Thanks to our friend Nikki Landry from Fresh 94.7 in Washington DC for the great reply:

"I agree with most of what you wrote. here are a few  deliminas inwhich I'm finding today. (I hear it on stations!!) Programmers are more worried about keeping their jobs, doing reports for corporate that they become disengaged in their talent. Talent needs to feel love too. Although some are high maintenance and I'll be the first to admit that at times I am gulity of that. But what you get in return is a super talent who pushes your product with excitement! What we need is to have programmers back to programming and developing talent. Get excited about your it used to be. I remember so many times a PD would LOVE to show off the jingles and the imaging/promotions of the station..they were PROUD of it..and they had every right to be so....and it was fun and it was inspiring to the talent. Now, it seems they are too busy to be excited about the station and too preoccupied to convey this to the jocks. I say bring back radio the way it was back in the 70's,80's and 90's...FUN!Stop the greed of the ole mighty dollar,  money will follow if you have a successful product.  Make radio live again, believe in what your selling and bring the listeners back...and cut the crap about liner jocks..get real radio..because radio isn't going anywhere...unless you're handing out Ipods..."

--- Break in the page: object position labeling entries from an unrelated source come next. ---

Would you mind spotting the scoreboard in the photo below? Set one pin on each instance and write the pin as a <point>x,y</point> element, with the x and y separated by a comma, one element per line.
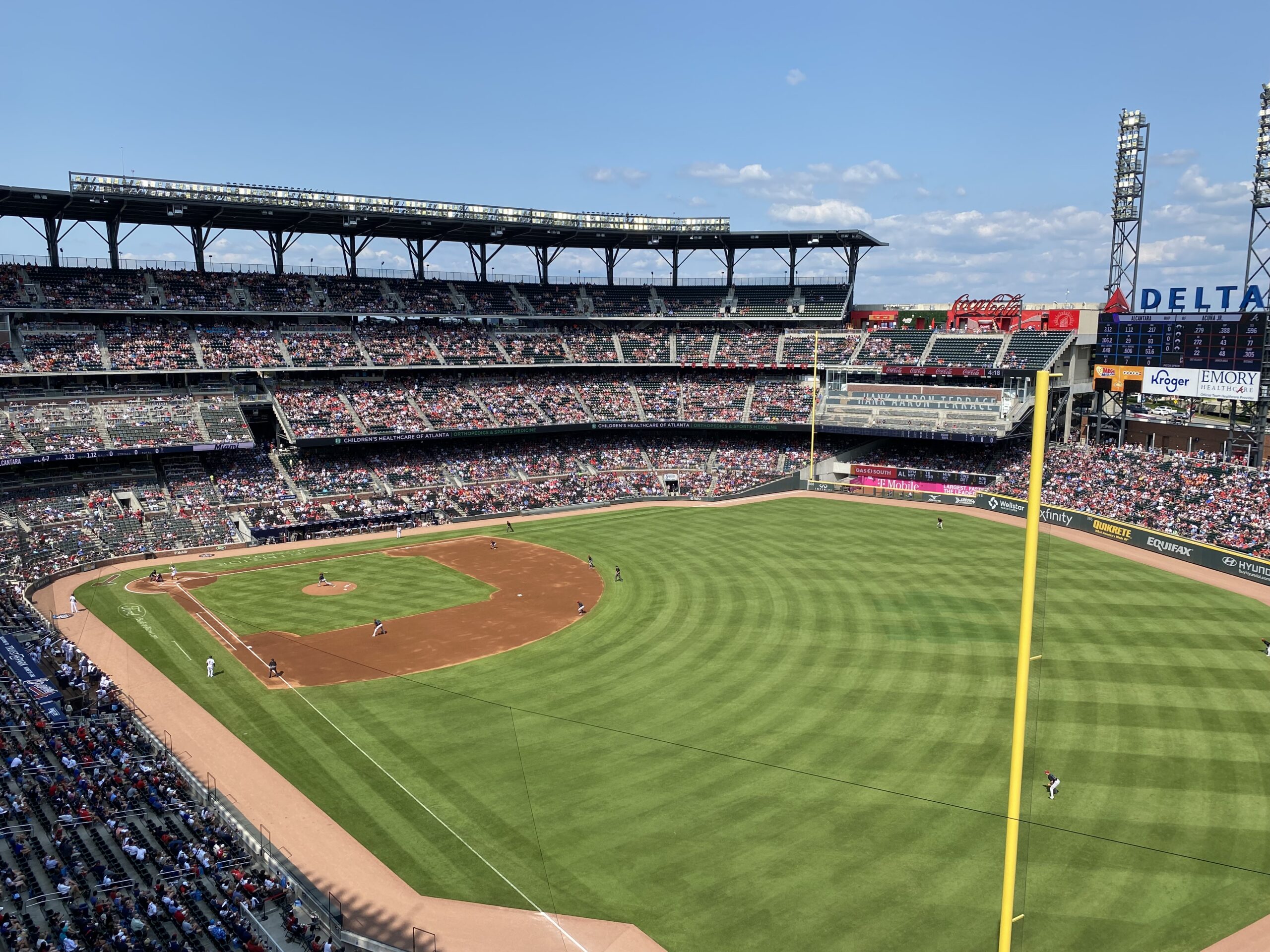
<point>1213,342</point>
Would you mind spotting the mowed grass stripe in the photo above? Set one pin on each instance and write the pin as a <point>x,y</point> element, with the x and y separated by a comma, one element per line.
<point>846,640</point>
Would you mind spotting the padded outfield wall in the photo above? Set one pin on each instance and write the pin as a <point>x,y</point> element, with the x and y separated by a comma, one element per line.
<point>1202,554</point>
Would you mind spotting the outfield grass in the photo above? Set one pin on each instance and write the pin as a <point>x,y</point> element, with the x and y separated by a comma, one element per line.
<point>271,598</point>
<point>776,733</point>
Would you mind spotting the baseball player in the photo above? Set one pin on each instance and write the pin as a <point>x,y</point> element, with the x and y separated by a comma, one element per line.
<point>1051,783</point>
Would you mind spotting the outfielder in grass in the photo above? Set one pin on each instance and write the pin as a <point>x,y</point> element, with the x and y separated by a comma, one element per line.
<point>1051,783</point>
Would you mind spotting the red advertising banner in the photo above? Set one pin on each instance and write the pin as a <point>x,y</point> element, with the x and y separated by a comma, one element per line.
<point>952,489</point>
<point>905,370</point>
<point>885,473</point>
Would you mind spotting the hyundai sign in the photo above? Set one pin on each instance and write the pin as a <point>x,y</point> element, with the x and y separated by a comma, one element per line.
<point>1221,385</point>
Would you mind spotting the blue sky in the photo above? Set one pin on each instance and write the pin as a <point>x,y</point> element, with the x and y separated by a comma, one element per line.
<point>978,140</point>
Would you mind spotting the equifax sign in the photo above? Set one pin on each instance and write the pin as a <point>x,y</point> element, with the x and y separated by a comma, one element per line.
<point>1225,298</point>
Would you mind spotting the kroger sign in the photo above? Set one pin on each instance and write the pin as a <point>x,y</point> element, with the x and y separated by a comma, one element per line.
<point>1225,298</point>
<point>1222,385</point>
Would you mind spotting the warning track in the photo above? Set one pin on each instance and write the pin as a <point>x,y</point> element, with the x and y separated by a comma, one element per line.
<point>536,595</point>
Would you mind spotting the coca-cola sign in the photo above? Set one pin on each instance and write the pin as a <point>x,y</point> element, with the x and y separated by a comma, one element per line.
<point>995,307</point>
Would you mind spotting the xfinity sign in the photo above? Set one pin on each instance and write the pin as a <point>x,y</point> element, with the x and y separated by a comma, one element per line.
<point>1219,385</point>
<point>1225,298</point>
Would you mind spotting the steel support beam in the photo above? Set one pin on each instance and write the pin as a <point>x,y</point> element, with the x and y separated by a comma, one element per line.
<point>280,243</point>
<point>112,241</point>
<point>53,235</point>
<point>544,255</point>
<point>418,257</point>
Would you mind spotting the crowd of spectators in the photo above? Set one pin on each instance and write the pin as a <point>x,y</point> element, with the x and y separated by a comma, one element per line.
<point>108,846</point>
<point>239,346</point>
<point>313,347</point>
<point>317,412</point>
<point>62,350</point>
<point>150,346</point>
<point>394,345</point>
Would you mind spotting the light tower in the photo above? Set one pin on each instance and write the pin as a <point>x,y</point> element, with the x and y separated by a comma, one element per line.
<point>1131,187</point>
<point>1257,270</point>
<point>1248,440</point>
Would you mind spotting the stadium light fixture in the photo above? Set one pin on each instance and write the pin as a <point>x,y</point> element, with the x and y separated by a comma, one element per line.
<point>310,200</point>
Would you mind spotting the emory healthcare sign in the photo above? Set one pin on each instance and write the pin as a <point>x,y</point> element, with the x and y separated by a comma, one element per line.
<point>1221,385</point>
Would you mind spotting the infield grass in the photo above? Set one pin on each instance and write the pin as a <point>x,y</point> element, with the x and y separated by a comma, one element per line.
<point>271,598</point>
<point>789,729</point>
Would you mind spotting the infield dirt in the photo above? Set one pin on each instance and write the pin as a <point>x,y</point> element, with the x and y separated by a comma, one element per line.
<point>536,595</point>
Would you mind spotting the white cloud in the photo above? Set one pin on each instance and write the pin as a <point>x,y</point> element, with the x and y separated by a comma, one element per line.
<point>1194,186</point>
<point>726,176</point>
<point>827,211</point>
<point>632,177</point>
<point>868,175</point>
<point>1179,157</point>
<point>1188,249</point>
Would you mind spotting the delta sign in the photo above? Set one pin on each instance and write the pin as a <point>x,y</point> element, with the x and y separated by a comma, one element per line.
<point>1225,298</point>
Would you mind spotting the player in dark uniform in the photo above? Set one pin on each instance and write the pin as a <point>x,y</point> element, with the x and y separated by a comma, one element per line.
<point>1051,783</point>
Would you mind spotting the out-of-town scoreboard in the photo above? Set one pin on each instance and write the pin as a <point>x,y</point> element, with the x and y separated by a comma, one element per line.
<point>1212,342</point>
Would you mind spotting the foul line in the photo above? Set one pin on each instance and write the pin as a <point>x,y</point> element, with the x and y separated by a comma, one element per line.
<point>741,758</point>
<point>400,786</point>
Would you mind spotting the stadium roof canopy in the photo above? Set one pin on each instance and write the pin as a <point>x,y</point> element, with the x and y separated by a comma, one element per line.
<point>280,215</point>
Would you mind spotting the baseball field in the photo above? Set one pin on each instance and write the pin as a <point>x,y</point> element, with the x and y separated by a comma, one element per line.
<point>786,728</point>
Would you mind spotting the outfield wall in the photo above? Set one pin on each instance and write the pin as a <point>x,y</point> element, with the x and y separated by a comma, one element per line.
<point>1201,554</point>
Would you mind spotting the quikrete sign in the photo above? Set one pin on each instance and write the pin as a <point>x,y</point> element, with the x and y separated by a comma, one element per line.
<point>1223,298</point>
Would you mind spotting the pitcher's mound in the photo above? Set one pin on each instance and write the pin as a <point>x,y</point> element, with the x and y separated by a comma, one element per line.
<point>334,588</point>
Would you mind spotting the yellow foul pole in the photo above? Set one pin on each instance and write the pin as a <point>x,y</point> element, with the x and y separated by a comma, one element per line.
<point>816,395</point>
<point>1040,414</point>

  1. "Great, let's let, in some cases, mundane air talent recommend the programmer that will be the least threat to the preservation of their lack of involvement. "

    How true. I'm a PD with a very good history, record ratings and great turnarounds in most situations. I also know I wasn't well-liked by everyone, nor everyone's good pal at these stations (meaning airstaff). But the job was done with great success due to the necessary discipline needed. Nobody likes that. Would these people invite me to party with them? Most would not, as very few seem to "get it". It's the easy way out for a lot of people.

    I believe if everyone likes you a whole lot, something's not getting done or said that needs to be, and the results probably reflect it. My previous station: down 50% in share (worse in ranking) since I left. One before that, down 40%. But hey, everyone loves the new PD's LOL. I sure I was called a**hole quite a bit behind my back while there, but the results speak for themselves. I get along fine with those who "get it" and who have a work ethic.

  2. Gina Preston Caplan commented on your note "REWIND 2009 - WHAT WENT WRONG ON OUR SIDE Chuck Geiger":

    "Here's what went wrong from my point of view:
    *deregulation allowed owners to purchase massive quantities of stations which looked like a good investment in the go-go 90s.
    *that necessitated economy of scale if they were going to pay back these massive debts. And they realized just like you don't need 5 separate receptionists, you don't need two pds for CHR and Hot AC, as they are similar, etc
    *consultants fed the fire, because without strong pds and music directors, groups were more dependant on them than ever
    *technology chipped in with satellite syndication and voicetracking and so you lost some local flavor, but massaged the rapidly shrinking bottom line as the bottom fell out of the Internet boom and budgets that went up 20% every quarter went unmet.
    *programming dug its own grave by telling the listeners commericals were bad by emphasizing ten in a row, etc.
    *listeners agreed by flocking to iPods, satellite radio and Pandora, cume and tsl hit the toilet and the economies became even more drastic
    To my mind, the only viable solution is to present content so compelling listeners will put up with spots to listen to local and talented people. Unfortunately, most of the people who can do that are syndicated (Bob and Tom, Imus) or at Sirius/XM and with the disappearance of slots in overnight and weekends, we failed to develop minor league talent. Nearly everyone I hear in Fresno has no idea where to look for content or how to frame a compelling break. Those of us who do are probably considered washed up old timers."